To configure the preferences, use the iManager in eDirectory environments, MMC plug-in for Active Directory environments, and SecureLogin Manager in LDAP v3-compliant directories such as Sun, Oracle, and IBM.

  1. Launch the Administrative Management utility (iManager, SLManager, or MMC snap-ins).

  2. Click Preferences. The Preferences Properties table is displayed.

  3. In the Setting Description column, go to Security and select the appropriate preferences.

  4. Click Apply.

  5. Click OK.

The following sections explain the various security preferences:

8.3.1 Using AES for SSO Data Encryption

This option determines the level and standard of encryption used to encrypt single sign-on data stored on the smart card by allowing the use of AES instead of triple DES.

Figure 8-1 Using AES for SSO Data Encryption

If you select No, a 168-bit key used with triple DES (EDE) in Cipher-Block Chaining (CBC) mode is used to encrypt the user's single sign-on credentials.

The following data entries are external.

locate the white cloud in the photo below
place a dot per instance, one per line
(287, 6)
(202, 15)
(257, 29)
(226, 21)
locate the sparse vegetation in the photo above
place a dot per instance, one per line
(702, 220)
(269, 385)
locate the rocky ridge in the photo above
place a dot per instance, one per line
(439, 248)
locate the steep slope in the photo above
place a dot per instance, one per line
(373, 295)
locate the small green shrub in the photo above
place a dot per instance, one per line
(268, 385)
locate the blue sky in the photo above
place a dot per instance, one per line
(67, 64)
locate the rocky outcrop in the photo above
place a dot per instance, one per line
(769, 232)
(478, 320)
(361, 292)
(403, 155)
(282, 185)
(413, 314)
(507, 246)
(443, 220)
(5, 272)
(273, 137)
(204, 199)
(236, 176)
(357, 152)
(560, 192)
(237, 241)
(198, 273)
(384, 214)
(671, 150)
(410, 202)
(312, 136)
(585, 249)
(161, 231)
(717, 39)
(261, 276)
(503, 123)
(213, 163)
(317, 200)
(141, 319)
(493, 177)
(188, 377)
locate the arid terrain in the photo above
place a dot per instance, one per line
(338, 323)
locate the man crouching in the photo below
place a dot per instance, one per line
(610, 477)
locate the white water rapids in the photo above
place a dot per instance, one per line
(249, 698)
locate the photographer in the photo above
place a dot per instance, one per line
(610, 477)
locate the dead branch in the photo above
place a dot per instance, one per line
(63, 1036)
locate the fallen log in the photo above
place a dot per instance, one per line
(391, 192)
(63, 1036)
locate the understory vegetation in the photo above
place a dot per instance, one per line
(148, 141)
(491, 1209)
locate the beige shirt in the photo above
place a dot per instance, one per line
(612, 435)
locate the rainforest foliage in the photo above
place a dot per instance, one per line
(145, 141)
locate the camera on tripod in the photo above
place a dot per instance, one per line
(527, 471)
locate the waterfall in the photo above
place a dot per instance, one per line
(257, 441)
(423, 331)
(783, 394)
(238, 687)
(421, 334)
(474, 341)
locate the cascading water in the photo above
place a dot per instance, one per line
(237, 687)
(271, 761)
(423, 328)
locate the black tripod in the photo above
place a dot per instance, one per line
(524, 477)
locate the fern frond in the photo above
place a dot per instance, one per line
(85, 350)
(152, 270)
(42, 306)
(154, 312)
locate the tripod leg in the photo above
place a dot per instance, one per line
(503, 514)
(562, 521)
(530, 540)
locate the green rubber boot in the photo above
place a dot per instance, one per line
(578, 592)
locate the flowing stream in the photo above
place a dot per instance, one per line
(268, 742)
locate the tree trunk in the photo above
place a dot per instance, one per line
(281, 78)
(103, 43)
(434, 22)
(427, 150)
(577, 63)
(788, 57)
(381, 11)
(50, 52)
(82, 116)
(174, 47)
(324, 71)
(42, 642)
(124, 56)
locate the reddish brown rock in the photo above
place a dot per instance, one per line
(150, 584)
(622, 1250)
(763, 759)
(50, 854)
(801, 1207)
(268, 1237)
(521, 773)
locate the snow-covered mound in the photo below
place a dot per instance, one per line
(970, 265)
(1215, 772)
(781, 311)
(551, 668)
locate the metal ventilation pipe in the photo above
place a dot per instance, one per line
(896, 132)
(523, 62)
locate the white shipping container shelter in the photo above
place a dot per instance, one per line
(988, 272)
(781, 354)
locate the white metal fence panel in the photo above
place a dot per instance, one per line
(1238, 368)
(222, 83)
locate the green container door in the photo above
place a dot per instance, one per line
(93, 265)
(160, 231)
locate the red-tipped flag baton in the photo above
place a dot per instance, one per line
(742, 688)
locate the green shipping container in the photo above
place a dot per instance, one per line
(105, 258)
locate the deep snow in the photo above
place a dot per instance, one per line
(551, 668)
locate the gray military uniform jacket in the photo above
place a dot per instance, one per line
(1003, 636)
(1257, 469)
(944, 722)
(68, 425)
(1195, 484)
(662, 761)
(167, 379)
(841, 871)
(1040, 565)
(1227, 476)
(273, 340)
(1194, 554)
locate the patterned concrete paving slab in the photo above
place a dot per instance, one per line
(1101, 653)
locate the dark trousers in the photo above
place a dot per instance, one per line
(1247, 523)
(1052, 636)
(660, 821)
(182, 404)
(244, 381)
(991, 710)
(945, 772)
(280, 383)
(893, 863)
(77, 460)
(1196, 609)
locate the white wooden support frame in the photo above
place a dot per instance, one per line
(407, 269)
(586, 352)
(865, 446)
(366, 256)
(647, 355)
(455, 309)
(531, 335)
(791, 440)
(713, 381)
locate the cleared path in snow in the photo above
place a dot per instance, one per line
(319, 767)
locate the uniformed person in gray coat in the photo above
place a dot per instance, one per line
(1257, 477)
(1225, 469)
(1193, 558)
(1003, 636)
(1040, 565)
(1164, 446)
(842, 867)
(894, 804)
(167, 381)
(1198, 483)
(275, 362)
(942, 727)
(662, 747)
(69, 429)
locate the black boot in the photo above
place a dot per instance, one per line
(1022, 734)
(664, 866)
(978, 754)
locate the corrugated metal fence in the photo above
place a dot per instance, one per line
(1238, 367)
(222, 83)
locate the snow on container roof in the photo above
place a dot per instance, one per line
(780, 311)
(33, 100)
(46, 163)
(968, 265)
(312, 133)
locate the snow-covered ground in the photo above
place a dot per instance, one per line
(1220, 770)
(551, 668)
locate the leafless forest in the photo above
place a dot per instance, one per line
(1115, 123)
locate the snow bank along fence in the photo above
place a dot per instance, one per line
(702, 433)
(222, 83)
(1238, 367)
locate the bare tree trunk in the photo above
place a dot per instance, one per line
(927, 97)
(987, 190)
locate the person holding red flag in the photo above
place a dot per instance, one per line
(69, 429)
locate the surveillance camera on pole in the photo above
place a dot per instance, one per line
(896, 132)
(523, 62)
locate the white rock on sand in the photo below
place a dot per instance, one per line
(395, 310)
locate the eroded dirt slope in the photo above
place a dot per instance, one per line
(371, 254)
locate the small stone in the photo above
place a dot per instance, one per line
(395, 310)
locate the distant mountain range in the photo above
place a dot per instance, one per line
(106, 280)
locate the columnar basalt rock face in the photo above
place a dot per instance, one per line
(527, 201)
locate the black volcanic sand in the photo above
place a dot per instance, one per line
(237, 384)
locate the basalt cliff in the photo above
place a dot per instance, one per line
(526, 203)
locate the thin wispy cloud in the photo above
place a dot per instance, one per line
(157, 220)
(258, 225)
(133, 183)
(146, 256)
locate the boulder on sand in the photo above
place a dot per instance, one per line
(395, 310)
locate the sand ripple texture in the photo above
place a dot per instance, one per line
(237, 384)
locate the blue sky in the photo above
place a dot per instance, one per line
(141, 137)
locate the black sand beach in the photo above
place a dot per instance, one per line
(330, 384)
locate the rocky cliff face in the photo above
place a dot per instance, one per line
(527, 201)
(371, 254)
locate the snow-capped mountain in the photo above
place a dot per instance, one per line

NOTE:The input key for DES is 64 bits long and includes 8 parity bits. These 8 parity bits are not used during the encryption process, resulting in a DES encryption key length of 56 bits. Therefore, the key strength for Triple DES is actually 168 bits.

If you select Yes, then a 256-bit key used with AES (EDE) in CBC mode is used to encrypt the user's credentials.

If a previous version of SecureLogin has been implemented with passphrases enabled and if this option is set to Yes, users must answer with a passphrase before data can be decrypted and reencrypted by using AES.